Home » US cancer fatalities are dropping, but too slowly

US cancer fatalities are dropping, but too slowly


Death rates for most of the deadliest cancers in the United States need to fall more quickly if ambitious goals set by the president are to be met, according to a study by the US National Cancer Institute (NCI).

Last year, President Joe Biden called for the country to halve its cancer death rate in 25 years as part of his Cancer Moonshot programme. A team of NCI researchers looked at cancer mortality from 2000 to 2019 to learn what it would take to achieve that goal.

The team found that cancer death rates overall fell in the United States by about 2.3% each year between 2016 and 2019. If that rate of decline continues until 2047, the cancer death rate will have dropped by 44% since 2022 — short of Biden’s goal.

To reach the 50% goal, cancer death rates must go down faster: by 2.7% each year between now and 2047, the study authors found. They published their findings on 17 April in Cancer Discovery.

“Doing more of what we have today is not enough,” said NCI director Monica Bertagnolli in a press briefing about the study at the annual meeting of the American Association of Cancer Research in Orlando, Florida, which ran from 14 to 19 April. “We need much more to cover the last mile.”
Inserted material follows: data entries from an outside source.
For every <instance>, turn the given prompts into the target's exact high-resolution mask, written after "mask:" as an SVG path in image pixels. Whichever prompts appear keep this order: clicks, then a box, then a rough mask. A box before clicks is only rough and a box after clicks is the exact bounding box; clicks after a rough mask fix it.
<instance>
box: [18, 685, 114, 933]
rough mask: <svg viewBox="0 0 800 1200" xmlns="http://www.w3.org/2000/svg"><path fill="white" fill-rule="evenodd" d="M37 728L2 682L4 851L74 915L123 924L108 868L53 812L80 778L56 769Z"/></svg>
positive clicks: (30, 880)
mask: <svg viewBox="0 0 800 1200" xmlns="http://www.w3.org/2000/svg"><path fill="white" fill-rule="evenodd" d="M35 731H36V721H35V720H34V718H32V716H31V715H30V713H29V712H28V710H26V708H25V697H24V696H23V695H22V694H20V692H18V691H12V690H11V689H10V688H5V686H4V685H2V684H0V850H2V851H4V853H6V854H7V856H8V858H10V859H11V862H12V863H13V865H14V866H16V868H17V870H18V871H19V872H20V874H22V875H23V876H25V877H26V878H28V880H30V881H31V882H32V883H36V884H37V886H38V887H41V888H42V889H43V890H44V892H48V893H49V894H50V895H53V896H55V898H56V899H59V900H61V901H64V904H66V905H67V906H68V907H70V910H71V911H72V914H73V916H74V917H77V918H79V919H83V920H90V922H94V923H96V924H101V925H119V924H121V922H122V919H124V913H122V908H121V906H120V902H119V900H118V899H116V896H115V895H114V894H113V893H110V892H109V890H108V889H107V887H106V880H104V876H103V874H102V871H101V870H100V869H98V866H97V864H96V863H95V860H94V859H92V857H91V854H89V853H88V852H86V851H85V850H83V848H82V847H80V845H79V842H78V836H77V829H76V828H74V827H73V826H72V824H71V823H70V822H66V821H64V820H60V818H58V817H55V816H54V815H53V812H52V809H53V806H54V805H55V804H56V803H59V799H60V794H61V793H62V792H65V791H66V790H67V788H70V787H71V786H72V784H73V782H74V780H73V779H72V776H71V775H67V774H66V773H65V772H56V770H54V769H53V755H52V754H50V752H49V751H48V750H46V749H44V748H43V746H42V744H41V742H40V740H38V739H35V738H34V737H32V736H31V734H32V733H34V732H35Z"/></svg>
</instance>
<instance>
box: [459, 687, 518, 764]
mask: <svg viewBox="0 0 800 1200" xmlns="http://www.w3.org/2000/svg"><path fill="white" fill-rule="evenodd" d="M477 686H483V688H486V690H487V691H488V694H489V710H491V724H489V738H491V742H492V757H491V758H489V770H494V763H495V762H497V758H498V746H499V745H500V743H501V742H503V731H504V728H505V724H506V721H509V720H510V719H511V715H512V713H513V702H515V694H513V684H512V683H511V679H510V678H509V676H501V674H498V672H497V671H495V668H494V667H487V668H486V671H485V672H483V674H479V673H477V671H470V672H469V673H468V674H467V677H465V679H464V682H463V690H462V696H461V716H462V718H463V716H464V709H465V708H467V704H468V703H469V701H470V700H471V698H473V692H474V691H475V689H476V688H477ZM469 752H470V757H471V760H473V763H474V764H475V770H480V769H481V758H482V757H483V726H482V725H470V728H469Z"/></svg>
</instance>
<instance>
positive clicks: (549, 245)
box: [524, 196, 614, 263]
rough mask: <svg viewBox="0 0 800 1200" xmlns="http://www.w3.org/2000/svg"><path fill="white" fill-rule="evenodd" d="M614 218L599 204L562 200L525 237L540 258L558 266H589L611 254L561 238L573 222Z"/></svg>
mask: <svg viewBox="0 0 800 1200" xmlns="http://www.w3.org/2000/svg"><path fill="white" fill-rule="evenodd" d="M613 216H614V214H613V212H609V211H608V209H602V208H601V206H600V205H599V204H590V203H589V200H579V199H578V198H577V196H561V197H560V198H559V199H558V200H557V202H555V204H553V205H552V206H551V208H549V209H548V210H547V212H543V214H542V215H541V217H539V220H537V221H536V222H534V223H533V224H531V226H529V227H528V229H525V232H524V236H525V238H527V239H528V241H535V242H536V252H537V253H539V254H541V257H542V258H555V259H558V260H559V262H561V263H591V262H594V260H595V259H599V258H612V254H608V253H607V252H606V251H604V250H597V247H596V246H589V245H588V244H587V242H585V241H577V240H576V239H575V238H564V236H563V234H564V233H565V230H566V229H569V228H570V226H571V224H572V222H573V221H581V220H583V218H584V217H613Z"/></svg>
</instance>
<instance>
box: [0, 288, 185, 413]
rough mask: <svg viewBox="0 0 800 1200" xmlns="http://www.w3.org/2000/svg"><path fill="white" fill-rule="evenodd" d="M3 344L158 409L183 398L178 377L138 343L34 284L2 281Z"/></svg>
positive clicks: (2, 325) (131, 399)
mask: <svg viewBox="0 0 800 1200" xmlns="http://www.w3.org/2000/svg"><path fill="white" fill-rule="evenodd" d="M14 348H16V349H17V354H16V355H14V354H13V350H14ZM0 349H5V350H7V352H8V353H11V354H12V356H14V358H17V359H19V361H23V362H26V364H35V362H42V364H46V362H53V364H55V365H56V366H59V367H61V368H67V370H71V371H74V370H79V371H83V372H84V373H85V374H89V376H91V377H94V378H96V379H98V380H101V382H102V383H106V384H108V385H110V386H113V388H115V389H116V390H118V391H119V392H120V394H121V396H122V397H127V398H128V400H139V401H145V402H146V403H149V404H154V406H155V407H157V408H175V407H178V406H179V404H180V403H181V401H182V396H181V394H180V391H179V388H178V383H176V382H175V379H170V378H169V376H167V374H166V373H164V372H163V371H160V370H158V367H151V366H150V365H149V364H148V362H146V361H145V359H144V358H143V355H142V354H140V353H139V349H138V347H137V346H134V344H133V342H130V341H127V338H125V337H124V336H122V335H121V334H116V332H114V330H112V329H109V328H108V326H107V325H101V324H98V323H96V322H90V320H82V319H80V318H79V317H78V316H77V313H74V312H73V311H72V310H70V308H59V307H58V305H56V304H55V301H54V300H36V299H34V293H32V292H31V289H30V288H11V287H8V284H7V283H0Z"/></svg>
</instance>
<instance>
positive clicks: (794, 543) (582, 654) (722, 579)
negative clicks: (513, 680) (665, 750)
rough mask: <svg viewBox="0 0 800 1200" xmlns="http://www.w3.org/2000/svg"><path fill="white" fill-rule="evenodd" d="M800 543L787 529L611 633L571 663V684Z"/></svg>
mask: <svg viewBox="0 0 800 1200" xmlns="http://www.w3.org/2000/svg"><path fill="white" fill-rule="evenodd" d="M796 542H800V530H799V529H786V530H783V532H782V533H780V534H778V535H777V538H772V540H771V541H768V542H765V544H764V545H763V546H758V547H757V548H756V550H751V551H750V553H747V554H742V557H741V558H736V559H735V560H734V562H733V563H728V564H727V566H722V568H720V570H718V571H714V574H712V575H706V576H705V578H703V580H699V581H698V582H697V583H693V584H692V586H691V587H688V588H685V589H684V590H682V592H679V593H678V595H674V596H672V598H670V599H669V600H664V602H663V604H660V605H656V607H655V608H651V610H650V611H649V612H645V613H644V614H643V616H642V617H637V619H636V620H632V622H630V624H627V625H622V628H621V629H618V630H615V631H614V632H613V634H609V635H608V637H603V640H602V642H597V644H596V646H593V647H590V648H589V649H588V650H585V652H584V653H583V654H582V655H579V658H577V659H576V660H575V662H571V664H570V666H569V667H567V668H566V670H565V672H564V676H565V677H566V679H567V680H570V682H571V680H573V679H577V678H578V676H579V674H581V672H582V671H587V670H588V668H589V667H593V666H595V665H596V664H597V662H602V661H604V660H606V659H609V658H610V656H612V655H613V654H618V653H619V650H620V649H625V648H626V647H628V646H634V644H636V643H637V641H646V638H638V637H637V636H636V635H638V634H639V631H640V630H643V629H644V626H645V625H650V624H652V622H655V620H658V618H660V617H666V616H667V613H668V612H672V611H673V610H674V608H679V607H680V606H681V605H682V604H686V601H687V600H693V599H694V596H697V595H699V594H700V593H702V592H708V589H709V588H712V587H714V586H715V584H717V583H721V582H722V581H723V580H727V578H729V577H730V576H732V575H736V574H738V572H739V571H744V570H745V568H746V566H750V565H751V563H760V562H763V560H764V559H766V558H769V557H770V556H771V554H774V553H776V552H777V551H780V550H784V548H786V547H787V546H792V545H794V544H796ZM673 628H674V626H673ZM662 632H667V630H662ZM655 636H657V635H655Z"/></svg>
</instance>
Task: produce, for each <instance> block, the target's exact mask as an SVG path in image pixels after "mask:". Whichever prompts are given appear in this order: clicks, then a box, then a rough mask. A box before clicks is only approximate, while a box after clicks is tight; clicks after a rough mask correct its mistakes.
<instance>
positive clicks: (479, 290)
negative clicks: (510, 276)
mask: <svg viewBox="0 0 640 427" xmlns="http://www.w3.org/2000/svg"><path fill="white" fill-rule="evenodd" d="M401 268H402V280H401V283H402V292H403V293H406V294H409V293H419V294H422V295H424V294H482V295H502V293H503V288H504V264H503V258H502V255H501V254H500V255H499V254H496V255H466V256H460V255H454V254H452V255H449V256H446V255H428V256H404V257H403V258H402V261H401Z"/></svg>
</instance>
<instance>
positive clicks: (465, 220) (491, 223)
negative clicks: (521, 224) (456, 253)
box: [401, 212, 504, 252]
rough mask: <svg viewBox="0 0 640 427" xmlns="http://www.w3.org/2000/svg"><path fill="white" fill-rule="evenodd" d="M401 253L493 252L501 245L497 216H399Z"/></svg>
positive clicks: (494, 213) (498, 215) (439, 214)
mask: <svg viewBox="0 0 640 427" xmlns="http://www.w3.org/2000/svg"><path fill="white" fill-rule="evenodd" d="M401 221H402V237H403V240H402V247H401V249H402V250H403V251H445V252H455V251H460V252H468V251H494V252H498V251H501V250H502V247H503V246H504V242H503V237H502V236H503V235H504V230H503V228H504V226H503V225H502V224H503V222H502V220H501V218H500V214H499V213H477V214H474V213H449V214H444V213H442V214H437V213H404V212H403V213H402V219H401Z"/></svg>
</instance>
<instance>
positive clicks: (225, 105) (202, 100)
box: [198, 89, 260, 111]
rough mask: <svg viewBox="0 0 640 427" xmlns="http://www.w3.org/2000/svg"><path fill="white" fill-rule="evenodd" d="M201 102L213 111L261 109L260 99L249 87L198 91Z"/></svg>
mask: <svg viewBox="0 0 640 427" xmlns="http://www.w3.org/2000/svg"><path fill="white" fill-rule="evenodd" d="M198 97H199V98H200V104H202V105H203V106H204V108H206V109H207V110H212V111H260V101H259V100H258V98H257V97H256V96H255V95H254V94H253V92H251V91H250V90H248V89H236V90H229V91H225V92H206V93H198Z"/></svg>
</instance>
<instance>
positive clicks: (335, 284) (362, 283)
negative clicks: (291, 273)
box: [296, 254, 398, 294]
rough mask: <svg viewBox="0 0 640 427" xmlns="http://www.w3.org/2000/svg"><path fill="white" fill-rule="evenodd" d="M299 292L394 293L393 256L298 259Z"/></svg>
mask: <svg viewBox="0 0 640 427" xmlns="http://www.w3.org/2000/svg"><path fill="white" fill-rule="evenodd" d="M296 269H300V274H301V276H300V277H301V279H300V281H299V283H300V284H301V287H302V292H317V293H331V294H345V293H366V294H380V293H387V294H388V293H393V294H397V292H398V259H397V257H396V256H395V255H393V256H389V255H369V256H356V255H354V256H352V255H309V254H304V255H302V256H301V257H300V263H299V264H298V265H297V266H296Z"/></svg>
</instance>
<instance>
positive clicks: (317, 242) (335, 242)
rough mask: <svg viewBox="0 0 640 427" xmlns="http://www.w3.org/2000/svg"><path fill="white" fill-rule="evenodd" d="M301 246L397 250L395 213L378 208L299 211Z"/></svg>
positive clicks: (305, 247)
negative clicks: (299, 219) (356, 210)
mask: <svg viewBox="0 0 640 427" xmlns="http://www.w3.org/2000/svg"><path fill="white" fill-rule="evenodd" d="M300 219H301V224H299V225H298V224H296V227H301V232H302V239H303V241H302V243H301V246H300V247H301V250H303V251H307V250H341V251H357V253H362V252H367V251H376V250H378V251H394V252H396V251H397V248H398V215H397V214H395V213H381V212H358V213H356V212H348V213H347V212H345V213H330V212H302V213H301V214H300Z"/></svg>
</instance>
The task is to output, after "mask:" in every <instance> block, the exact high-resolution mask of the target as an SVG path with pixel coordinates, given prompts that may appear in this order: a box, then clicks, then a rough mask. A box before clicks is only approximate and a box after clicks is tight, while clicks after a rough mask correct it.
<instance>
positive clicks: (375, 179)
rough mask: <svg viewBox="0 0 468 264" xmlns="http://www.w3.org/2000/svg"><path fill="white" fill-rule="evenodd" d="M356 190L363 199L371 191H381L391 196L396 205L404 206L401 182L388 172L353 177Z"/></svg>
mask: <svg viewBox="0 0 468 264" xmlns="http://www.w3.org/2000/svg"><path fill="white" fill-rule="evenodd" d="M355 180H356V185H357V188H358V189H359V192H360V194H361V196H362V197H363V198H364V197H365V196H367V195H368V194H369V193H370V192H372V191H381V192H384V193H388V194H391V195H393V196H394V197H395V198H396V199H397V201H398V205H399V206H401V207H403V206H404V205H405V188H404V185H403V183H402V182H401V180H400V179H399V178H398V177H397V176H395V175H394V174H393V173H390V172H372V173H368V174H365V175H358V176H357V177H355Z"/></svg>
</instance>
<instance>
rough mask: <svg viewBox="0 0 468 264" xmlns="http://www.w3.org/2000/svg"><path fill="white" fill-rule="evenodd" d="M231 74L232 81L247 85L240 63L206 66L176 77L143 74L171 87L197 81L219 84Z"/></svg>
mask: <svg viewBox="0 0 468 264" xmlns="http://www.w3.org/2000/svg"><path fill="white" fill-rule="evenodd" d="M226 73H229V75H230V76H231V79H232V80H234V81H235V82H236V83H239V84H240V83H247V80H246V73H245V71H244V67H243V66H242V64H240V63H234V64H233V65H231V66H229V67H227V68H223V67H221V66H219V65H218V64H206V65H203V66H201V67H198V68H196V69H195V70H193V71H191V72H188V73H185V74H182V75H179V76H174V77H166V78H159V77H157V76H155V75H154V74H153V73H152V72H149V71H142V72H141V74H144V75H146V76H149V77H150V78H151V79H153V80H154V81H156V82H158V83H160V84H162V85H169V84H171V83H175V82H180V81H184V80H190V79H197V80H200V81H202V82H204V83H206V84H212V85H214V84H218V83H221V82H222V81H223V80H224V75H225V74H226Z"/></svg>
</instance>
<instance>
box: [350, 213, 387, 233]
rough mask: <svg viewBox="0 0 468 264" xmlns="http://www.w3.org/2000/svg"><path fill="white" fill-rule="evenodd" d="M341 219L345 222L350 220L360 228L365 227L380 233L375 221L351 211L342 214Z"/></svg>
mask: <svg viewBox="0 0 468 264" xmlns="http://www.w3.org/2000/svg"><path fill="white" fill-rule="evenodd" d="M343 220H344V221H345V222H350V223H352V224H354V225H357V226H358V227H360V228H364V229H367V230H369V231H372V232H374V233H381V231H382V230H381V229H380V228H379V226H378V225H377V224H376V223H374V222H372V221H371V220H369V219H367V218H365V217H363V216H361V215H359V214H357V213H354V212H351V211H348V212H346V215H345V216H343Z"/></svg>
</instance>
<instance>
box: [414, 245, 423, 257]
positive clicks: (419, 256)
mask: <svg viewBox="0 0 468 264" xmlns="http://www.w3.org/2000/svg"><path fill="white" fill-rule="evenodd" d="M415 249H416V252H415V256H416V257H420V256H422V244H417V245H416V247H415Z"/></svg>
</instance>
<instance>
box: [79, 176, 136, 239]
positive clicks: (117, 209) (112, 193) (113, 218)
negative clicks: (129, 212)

As well as looking at overall cancer deaths, the team — led by cancer epidemiologist Meredith Shiels — analysed mortality rates for each of the six most common cancers: lung, colorectal, pancreatic, breast, prostate and liver cancers. Together, these are responsible for more than half of all cancer deaths in the United States. The researchers adjusted the data to account for effects of the country’s ageing population on cancer incidence and mortality.

They found that much of the decline in overall cancer death rates has been driven by a decrease in lung cancer mortality, which dropped by 4.7% a year between 2014 and 2019.

Another study of US cancer mortality rates found similar marked reductions in death rates from lung cancer2. Rebecca Siegel, an epidemiologist at the American Cancer Association in Atlanta, Georgia, who led the study, says that these were probably a result of recent improvements in diagnosis, surgical techniques and therapies. “All of these are contributing to improvements in survival for every stage of lung cancer diagnosis,” Siegel says.

Of the six most frequent cancers, the NCI analysis found that mortality rates declined substantially for lung, colorectal and breast cancers between 2016 and 2019. But trends in prostate, pancreatic and liver cancer (including a type of bile-duct cancer found inside the liver) were not as encouraging. Improvements in prostate cancer death rates have been tapering off since 2012, and pancreatic and liver cancer death rates have been nearly flat.

But there is reason to hope that death rates from liver cancer might also be on the cusp of decline, says Siegel. The data suggest that mortality rates are already beginning to plateau, as antiviral therapies capable of treating infection with hepatitis C virus, a leading cause of liver cancer, have become available. The key now, she says, is to ensure that more people are tested for the virus and receive treatment.

Overall, the modelling gives researchers a sense of where the field stands, says Siegel, but she warns against extrapolating too far into the future. “It’s important to have a roadmap, but also to be flexible and take detours. Things change all the time.”